Saturday Night Live on Yahoo Screen – mapping keywords to vast back catalog of sketches and video collections
(No longer live due to deprecation of Yahoo Screen)
Yahoo Screen was planning to release a massive catalog of Saturday Night Live clips, spanning the series entire run. I was approached to create relevant search features to highlight the licensed content.
I was given a list of video collections–recurring characters, hosts, themes, etc.–and an enormous spreadsheet containing video metadata for every single item in the catalog. My task: organize this data into discrete sets of keywords to bring up the precise, relevant video result or carousel of results, and investigate existing search coverage of SNL to ensure we cover those videos.
In addition to creating basic query patterns for such a huge catalog, I was able to have some fun creating aliases for the more popular videos, such as “needs more cowbell.” Specific clips and characters were likely to appear in search logs shortly after new episodes aired, so I planned to monitor dashboards in order to add new videos and keywords Sunday mornings.
I turned around a huge list of keywords in a matter of days so the search experience launched at the same time as the Screen content. Post-launch, I trained a teammate how to look up video IDs and identify relevant query patterns so we could take advantage of the unique, timely spikes that only SNL had.
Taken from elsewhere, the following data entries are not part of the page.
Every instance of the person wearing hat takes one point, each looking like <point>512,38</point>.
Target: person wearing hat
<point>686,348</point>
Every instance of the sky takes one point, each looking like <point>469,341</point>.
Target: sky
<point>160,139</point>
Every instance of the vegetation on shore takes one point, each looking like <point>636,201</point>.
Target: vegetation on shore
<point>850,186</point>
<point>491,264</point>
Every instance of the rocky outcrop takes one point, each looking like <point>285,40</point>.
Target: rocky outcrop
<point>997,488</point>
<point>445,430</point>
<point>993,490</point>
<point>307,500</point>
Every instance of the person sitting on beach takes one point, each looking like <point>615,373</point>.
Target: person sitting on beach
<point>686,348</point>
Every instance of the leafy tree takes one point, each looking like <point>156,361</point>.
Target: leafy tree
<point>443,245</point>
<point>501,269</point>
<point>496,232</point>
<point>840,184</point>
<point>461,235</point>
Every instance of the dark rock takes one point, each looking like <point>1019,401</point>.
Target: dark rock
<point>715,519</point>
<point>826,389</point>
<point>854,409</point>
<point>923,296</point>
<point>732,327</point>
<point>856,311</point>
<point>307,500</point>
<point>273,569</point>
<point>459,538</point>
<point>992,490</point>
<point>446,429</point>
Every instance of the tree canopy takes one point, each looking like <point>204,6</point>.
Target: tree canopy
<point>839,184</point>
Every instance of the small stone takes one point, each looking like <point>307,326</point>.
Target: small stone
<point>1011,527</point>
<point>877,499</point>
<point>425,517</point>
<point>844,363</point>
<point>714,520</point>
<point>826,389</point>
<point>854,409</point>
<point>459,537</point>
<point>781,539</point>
After Yahoo acquired Tumblr, Search leadership asked me to find a way to feature Tumblr content in web search results.
I started out with several things to consider:
Understanding the type of content on Tumblr
Determining what content, if any, could map to real web search user needs
Figuring out what metadata we could extract from Tumblr posts and whether it was enough to work well in our content management platform
Learning as much as we could from what little data the Tumblr team could share with us
Because I was unable to discover much evidence of existing Yahoo search-to-Tumblr content behavior in our logs, and the nature of Tumblr’s content is freewheeling and relatively unstructured, we had to experiment.
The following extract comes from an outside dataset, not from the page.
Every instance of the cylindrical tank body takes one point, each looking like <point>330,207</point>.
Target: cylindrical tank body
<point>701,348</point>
The first test featured content from specific Tumblr users (celebrities, online personalities, organizations–entities with discrete matching queries) in a simple image carousel. Limitations of this approach: only image-type posts could be displayed, so blogs with text posts, links, etc. would appear with limited results or none at all, despite frequent updating; we could only trigger on keywords that had a clear match to a single blog (e.g., Beyonce, ZooBorns). As a result, coverage was low, and leadership tasked us with significantly expanding the experience.
To accomplish this, I needed to rely on automatic triggering methods that offered far less control over what content appeared in search results. Despite concerns about relevance and quality, we launched a test for a small percentage of search traffic. The initial test had to be taken offline within days because, although the backend team took steps to remove content flagged as “adult,” pornographic results (and worse) slipped through.
Search leadership was determined, however, and resources were provided to dramatically improve the indexing for quality and cleanliness. The backend team also added logic for when to return content at all, based on timeliness and other factors. A designer was brought in to collaborate a unique template for Tumblr that accounted for the variable types of content and included more Tumblr branding (color, logos). The UX and content improvements launched in bucket, and although metrics weren’t impressive, it didn’t cause major problems, and the feature launched for all desktop web traffic.
Seeking to experiment further in hopes of improving and better understanding its performance, I took the initiative to categorize queries that triggered the Tumblr module and identify categories that might be well-served with Tumblr content. I used existing keyword lists roughly mapping to a dozen or so categories and set up a test bucket version of the module with only these categories with logging for each. I also wanted to see if other factors affected performance, including where the module appeared on the page (“slotting”) and how consistently it appeared (whether to ignore backend display logic). I tracked and compared my experiment’s performance to the primary module’s on a weekly basis, using that data to make small tweaks to each category along the way.
The great Tumblr in search experiment ended after about a year and a half, when leadership decided the investment was no longer justifiable. Despite the effort’s ultimate failure, I was recognized for my contribution and creativity.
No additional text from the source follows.